ثَلاثَةٌ هُنَّ المُرُوءَةُ : جُودٌ مَعَ قِلَّة ، وَ احْتِمالٌ مِنْ غَيْرِ مَذَلَّة ، وَ تَعَفُّفٌ عَنِ المَسْألَةِ
Nobility is three traits: being generous although you have little to give, tolerating without being humiliated, and abstaining from asking for favors.
The closest match to the Arabic word (المُرُوءَةُ) in English is nobility and magnanimity. Although modern dictionaries translate it to chivalry, it is not accurate in my opinion.
The quote summarizes what it takes to be a noble person:
- Generosity while having little to give. It is easy to give if you have a lot, but it is hard if you have little.
- Tolerance which doesn’t compromise self-respect or dignity.
- Staying away from asking others for favors (e.g. begging, borrowing money, etc…). This is mentioned in the Holy Quran in verse 273 Surat Al-Baqarah.
Ali bin Abi Talib has many quotes about this subject, you can refer to them here (Arabic version).

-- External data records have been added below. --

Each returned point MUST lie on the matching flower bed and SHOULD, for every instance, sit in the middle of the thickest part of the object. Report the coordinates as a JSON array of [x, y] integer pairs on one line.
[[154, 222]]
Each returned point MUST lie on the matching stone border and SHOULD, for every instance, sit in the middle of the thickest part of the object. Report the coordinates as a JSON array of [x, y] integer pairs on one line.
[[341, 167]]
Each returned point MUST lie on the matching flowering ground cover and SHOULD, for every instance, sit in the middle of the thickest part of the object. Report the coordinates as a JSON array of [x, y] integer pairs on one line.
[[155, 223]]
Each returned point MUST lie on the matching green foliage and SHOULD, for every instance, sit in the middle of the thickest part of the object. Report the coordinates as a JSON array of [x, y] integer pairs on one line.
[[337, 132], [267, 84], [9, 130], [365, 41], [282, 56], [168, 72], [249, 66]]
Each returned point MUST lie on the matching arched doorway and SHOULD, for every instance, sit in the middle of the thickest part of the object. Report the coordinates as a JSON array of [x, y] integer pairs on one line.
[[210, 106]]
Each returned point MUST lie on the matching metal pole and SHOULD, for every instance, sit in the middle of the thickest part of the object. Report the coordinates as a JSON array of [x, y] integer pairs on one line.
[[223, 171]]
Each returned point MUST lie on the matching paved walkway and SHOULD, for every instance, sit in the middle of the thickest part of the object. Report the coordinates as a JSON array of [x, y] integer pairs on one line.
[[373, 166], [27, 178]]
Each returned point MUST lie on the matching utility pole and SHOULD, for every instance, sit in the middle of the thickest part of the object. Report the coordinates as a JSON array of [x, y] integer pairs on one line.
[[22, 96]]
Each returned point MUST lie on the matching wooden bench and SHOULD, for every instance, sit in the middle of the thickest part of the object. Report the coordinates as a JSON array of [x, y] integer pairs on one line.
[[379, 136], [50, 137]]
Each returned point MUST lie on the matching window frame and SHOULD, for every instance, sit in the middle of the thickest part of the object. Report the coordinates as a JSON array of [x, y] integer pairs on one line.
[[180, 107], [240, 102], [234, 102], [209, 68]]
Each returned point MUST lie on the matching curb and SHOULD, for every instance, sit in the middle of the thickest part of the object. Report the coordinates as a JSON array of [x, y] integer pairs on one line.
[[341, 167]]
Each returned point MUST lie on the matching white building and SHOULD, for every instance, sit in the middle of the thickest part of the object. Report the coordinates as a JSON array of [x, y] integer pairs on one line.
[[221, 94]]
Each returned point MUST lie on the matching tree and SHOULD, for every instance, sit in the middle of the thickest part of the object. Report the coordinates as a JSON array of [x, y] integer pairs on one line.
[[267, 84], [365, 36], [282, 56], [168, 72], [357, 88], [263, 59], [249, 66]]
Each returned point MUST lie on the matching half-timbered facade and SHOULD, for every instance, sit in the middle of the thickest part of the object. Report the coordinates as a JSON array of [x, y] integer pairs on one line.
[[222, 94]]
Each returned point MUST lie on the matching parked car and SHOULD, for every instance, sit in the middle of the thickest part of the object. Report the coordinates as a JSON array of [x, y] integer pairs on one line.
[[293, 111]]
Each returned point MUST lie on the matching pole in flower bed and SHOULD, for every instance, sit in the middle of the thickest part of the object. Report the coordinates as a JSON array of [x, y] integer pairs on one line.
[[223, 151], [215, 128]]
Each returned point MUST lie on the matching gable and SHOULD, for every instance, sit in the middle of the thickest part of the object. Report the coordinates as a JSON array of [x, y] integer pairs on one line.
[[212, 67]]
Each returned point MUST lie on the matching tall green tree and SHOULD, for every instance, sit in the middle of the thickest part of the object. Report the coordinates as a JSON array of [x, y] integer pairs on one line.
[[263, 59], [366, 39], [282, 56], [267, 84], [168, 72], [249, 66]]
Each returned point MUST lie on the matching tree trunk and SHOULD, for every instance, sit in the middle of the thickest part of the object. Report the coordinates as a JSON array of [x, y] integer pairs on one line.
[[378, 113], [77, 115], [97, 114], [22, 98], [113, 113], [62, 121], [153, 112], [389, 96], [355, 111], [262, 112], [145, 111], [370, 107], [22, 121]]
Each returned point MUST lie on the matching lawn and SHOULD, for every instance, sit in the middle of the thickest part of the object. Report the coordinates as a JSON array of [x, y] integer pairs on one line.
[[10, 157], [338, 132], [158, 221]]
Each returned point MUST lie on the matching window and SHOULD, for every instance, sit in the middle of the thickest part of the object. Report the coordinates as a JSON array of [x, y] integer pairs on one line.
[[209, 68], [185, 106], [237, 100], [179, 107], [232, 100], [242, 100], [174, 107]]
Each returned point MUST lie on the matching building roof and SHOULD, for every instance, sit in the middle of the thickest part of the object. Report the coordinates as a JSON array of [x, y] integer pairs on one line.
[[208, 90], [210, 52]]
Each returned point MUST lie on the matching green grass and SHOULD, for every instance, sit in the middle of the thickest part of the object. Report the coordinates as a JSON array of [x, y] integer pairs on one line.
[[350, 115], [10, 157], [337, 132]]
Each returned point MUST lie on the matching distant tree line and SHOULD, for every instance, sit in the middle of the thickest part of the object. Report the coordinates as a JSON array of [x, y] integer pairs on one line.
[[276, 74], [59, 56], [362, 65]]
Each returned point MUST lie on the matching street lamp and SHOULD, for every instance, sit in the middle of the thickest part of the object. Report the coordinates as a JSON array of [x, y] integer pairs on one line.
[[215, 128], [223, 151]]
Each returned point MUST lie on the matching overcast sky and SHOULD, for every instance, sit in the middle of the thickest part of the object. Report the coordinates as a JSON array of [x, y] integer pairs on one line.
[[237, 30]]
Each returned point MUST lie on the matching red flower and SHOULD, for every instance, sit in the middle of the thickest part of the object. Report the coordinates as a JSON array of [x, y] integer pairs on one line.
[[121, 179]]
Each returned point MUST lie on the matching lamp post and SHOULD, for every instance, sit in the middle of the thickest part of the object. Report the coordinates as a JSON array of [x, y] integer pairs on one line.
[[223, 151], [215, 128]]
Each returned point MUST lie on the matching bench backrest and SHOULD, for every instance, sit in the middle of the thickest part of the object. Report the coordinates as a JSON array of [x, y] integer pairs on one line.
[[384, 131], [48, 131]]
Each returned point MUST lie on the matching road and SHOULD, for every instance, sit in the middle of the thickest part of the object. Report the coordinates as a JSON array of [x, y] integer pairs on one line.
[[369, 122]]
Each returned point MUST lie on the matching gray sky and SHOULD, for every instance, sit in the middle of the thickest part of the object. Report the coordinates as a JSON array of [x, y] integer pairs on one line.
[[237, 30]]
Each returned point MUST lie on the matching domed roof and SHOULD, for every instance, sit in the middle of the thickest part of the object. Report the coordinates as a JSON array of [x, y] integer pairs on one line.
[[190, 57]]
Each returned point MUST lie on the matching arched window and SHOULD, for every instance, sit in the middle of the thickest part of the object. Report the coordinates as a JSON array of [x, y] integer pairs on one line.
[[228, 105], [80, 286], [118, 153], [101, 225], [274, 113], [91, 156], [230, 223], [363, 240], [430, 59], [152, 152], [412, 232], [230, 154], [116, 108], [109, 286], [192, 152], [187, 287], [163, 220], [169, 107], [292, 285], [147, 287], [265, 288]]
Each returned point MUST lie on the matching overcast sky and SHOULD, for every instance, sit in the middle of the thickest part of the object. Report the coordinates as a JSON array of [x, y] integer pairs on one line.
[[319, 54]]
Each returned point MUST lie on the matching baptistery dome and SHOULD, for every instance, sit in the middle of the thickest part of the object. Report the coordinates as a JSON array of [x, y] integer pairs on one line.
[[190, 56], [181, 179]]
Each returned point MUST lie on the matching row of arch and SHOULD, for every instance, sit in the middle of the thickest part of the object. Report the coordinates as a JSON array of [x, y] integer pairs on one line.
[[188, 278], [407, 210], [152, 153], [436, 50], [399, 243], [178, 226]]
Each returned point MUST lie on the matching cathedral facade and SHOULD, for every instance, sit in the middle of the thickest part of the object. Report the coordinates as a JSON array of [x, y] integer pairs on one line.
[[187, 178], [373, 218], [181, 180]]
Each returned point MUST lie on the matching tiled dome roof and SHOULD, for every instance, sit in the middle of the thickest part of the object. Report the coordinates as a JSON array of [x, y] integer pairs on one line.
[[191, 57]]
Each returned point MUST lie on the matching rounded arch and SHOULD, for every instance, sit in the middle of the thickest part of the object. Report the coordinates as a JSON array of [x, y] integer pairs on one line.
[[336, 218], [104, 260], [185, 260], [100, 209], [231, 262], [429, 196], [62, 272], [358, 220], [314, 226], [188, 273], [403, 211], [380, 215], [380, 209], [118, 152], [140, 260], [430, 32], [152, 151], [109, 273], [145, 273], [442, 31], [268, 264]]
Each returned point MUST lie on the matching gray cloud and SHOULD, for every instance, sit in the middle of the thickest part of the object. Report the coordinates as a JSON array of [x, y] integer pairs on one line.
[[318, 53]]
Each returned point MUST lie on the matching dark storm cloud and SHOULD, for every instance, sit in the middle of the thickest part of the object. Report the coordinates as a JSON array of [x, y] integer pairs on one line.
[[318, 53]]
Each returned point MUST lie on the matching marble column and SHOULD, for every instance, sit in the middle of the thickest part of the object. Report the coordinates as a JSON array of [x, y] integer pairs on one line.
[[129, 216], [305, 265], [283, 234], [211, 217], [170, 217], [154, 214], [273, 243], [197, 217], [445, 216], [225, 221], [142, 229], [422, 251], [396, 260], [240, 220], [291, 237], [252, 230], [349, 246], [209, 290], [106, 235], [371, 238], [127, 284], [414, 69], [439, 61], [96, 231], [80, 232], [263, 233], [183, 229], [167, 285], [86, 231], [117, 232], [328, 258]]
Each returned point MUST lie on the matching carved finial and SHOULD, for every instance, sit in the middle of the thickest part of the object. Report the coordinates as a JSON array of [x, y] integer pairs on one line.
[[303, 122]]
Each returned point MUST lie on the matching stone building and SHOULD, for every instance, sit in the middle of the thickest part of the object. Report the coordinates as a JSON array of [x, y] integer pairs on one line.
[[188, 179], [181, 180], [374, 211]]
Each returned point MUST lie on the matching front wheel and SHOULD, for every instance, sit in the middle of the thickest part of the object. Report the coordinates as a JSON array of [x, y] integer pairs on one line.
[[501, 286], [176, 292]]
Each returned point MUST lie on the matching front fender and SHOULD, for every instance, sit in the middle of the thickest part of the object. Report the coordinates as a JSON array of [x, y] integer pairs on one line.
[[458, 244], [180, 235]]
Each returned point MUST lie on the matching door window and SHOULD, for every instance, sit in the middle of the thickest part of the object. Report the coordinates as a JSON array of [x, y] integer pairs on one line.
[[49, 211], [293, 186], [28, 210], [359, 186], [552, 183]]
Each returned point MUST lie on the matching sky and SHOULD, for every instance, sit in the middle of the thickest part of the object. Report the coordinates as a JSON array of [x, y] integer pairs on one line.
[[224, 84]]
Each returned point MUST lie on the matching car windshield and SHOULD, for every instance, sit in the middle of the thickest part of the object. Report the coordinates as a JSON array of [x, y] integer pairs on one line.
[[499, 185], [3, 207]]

وقود النار يوم القيامة كل بخيل بماله على الفقراء وكل عالم باع الدين بالدنيا
The fuel of Hell in the day of judgment is every person who is ungenerous with the poor and every religious scholar who sold his religion for worldly pleasure.
In dictatorial regimes the dictator looks for justification for his evil actions. One of the best ways to do this is to employ or pay religious scholars to release a fatwa (religious decree) tailored specifically to justify those evil actions. In return, the scholars get money, secure job, and protection from the dictator’s police. The Imam tells us that those religious scholars will be in Hell.